Risk-Averse Certification of Bayesian Neural Networks
This work addresses robustness certification for Bayesian neural networks, which is important for safety-critical applications, but it appears incremental as it builds on existing certification methods by adding risk measures.
The paper tackles the problem of evaluating robustness in Bayesian neural networks by proposing a Risk-Averse Certification framework (RAC-BNN) that integrates Conditional Value at Risk (CVaR) to provide probabilistic guarantees, resulting in tighter certified bounds and higher efficiency in complex tasks.

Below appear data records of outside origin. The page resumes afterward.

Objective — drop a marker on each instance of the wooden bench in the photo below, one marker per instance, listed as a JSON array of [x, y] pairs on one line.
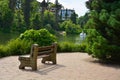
[[47, 53]]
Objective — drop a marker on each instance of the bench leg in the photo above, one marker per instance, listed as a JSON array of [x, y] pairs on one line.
[[21, 67]]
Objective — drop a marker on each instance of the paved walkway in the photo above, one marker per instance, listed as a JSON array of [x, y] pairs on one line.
[[71, 66]]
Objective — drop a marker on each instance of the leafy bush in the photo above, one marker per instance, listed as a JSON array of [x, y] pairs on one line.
[[15, 47], [99, 47], [18, 47], [70, 27], [71, 47], [41, 37]]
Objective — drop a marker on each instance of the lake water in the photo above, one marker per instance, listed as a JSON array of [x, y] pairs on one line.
[[70, 38]]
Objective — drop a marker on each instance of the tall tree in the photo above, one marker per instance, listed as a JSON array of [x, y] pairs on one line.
[[104, 16], [26, 10]]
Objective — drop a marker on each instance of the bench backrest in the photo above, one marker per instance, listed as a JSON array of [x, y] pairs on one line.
[[37, 51]]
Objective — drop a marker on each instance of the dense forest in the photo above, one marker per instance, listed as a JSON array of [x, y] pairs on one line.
[[20, 15], [104, 29]]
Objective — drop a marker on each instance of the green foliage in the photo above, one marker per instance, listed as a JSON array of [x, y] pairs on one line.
[[6, 16], [49, 18], [42, 37], [103, 39], [70, 27], [18, 47], [71, 47], [15, 47]]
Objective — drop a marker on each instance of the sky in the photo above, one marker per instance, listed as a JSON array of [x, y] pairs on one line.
[[77, 5]]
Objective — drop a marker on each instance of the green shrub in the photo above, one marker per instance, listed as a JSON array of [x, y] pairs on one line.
[[15, 47], [18, 47], [99, 47], [71, 47], [42, 37]]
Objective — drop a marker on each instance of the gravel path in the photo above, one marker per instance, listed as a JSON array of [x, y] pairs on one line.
[[70, 66]]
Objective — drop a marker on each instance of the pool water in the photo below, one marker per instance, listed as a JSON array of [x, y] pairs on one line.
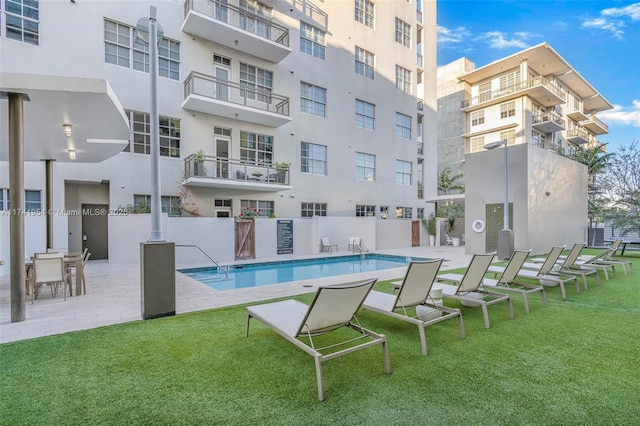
[[259, 274]]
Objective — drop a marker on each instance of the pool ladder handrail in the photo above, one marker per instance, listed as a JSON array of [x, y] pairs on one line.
[[224, 268]]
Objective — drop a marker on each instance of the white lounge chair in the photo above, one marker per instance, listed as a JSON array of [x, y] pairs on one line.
[[414, 291], [469, 290], [332, 308]]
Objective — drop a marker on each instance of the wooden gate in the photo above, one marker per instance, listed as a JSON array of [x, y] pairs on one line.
[[245, 239], [415, 233]]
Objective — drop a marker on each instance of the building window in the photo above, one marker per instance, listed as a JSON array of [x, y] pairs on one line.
[[384, 212], [365, 63], [365, 114], [265, 208], [403, 172], [170, 204], [313, 99], [365, 12], [403, 33], [509, 135], [365, 167], [313, 209], [363, 210], [255, 83], [403, 79], [22, 20], [312, 40], [508, 109], [476, 144], [403, 126], [404, 212], [256, 148], [313, 158], [169, 131], [477, 118], [121, 49]]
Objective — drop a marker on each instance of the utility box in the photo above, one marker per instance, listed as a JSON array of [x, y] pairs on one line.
[[157, 279]]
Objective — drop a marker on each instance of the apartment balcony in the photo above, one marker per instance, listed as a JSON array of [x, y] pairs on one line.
[[595, 125], [578, 136], [226, 24], [537, 88], [227, 173], [548, 122], [224, 98]]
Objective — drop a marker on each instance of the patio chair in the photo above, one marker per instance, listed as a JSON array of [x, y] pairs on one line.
[[507, 281], [333, 308], [414, 291], [325, 245], [545, 272], [469, 290]]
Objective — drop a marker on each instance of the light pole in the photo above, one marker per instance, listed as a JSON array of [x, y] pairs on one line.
[[505, 236]]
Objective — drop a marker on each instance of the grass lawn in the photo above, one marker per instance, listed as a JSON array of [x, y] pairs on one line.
[[574, 362]]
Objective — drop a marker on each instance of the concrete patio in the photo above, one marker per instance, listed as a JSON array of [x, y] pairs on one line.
[[113, 295]]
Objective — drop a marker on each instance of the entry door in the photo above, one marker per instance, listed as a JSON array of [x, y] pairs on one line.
[[222, 155], [95, 230], [221, 90]]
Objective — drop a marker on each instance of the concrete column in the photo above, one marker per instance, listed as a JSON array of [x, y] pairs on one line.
[[16, 199]]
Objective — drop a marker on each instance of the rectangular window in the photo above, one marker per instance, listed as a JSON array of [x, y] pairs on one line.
[[404, 212], [403, 126], [313, 99], [169, 131], [477, 118], [476, 144], [313, 158], [122, 49], [363, 210], [403, 79], [365, 167], [256, 83], [403, 33], [508, 109], [313, 209], [403, 172], [256, 148], [265, 208], [365, 12], [365, 63], [365, 114], [509, 135], [22, 20], [312, 40]]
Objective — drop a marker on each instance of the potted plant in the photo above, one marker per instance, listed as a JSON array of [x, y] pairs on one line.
[[198, 163], [430, 225]]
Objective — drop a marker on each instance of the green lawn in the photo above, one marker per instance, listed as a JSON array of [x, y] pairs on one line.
[[573, 362]]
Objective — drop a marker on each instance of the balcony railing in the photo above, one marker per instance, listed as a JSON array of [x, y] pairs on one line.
[[210, 167], [533, 82], [231, 92], [242, 19]]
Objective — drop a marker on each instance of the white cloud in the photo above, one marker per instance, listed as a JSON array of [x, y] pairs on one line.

In light of the inherently complex and dynamic nature of real-world environments, incorporating risk measures is crucial for the robustness evaluation of deep learning models. In this work, we propose a Risk-Averse Certification framework for Bayesian neural networks called RAC-BNN. Our method leverages sampling and optimisation to compute a sound approximation of the output set of a BNN, represented using a set of template polytopes. To enhance robustness evaluation, we integrate a coherent distortion risk measure--Conditional Value at Risk (CVaR)--into the certification framework, providing probabilistic guarantees based on empirical distributions obtained through sampling. We validate RAC-BNN on a range of regression and classification benchmarks and compare its performance with a state-of-the-art method. The results show that RAC-BNN effectively quantifies robustness under worst-performing risky scenarios, and achieves tighter certified bounds and higher efficiency in complex tasks.